Terrific piece Jeremy. In deep solidarity.
Thanks Matt!
It’s a terrific piece, Jeremy. I’m pleased to see you continue to man the lighthouse for us all.
I am deeply grateful to Jeremy for this thorough and thought challenging text. So much to think about. And so I would like to focus on one aspect of it only, the way clinical psychology / psychotherapy should be conscious and critical of itself in its relations with social, historical and political forces. Still a rare awareness in our field.
One of the responders to Jeremy’s text argued that clinical psychology is a sub-discipline of psychology as a science. In my view this is like saying that literature is a sub-discipline of grammar. Surely grammar has something to do with how literary texts are written and read, but the former is but one of many conditions and realities animating the latter. A novel is so much more than an ensemble of grammatical units. Similarly, so much more goes into any particular human condition as it presents itself for help in psychotherapy, and of the human experience of the (hopefully) helping relationship that is therapy.
I find that the social, historical and political context of any particular life and any therapeutic relationship is crucial to understand. This does not mean that there aren’t many therapists who help their patients without having read Foucault and Adorno, but it does mean, I believe, as Jeremy suggests, that we are all always at risk of perpetuating the sometimes oppressive social norms and realities that have been making our patients miserable to start with. The relations between well-being and conformity are of course complex, not everyone seeks a critical enlightenment that could be both freeing and alienating. But perhaps as we are now (again hopefully) conscious of trying to enable out patients their gender and sexual experiences in defiance of old heteronormativity, we can begin to think about, for example, neo-liberal-normativity and how it structures and confounds our patients’ experience of themselves and their potentials.

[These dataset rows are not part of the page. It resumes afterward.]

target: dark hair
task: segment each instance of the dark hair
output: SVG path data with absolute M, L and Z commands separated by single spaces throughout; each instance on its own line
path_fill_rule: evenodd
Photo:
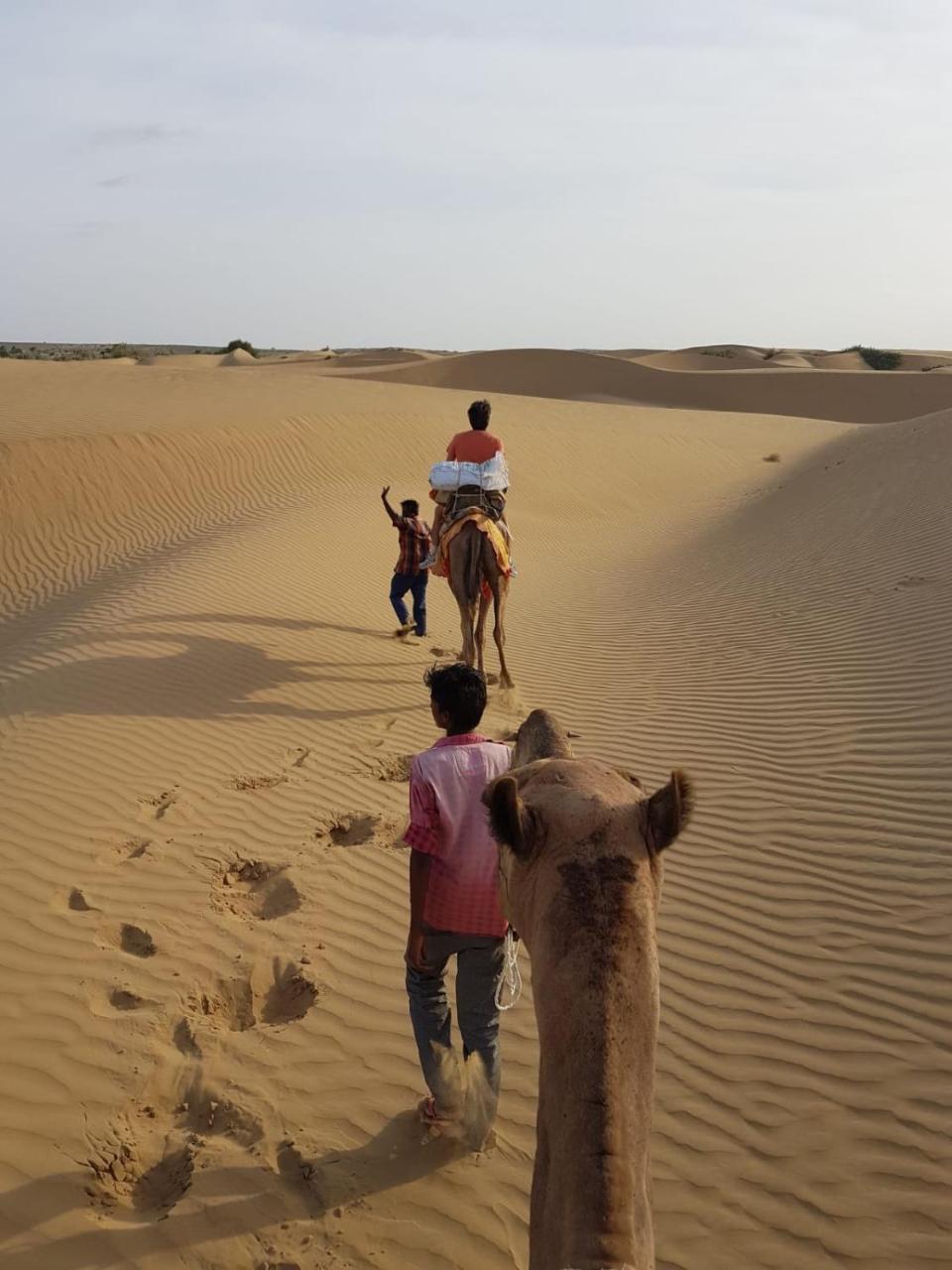
M 449 715 L 451 732 L 472 732 L 486 709 L 486 677 L 472 665 L 454 662 L 434 665 L 423 682 L 430 690 L 433 704 Z
M 473 401 L 466 413 L 470 415 L 470 427 L 475 428 L 476 432 L 485 432 L 489 427 L 493 406 L 489 401 Z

In my mind, figuring out how such critical awareness could be engaged on both the theoretical and clinical registers is one of the most exciting challenges presented these days to psychotherapy and psychoanalysis. More interdisciplinarity in training is essential, although as Jeremy rightly observed clinical psychology PhD students are already maxed out as it is. And as a result (one can hope yet again), less confidence in, and reliance on psychology as a traditional, that is, positivist body of applicable knowledge, greater emphasis on the emotional and ethical dilemmas of human life and how individuals might be helped in understanding and finding their ways through them.
Thank you again Jeremy for helping us think.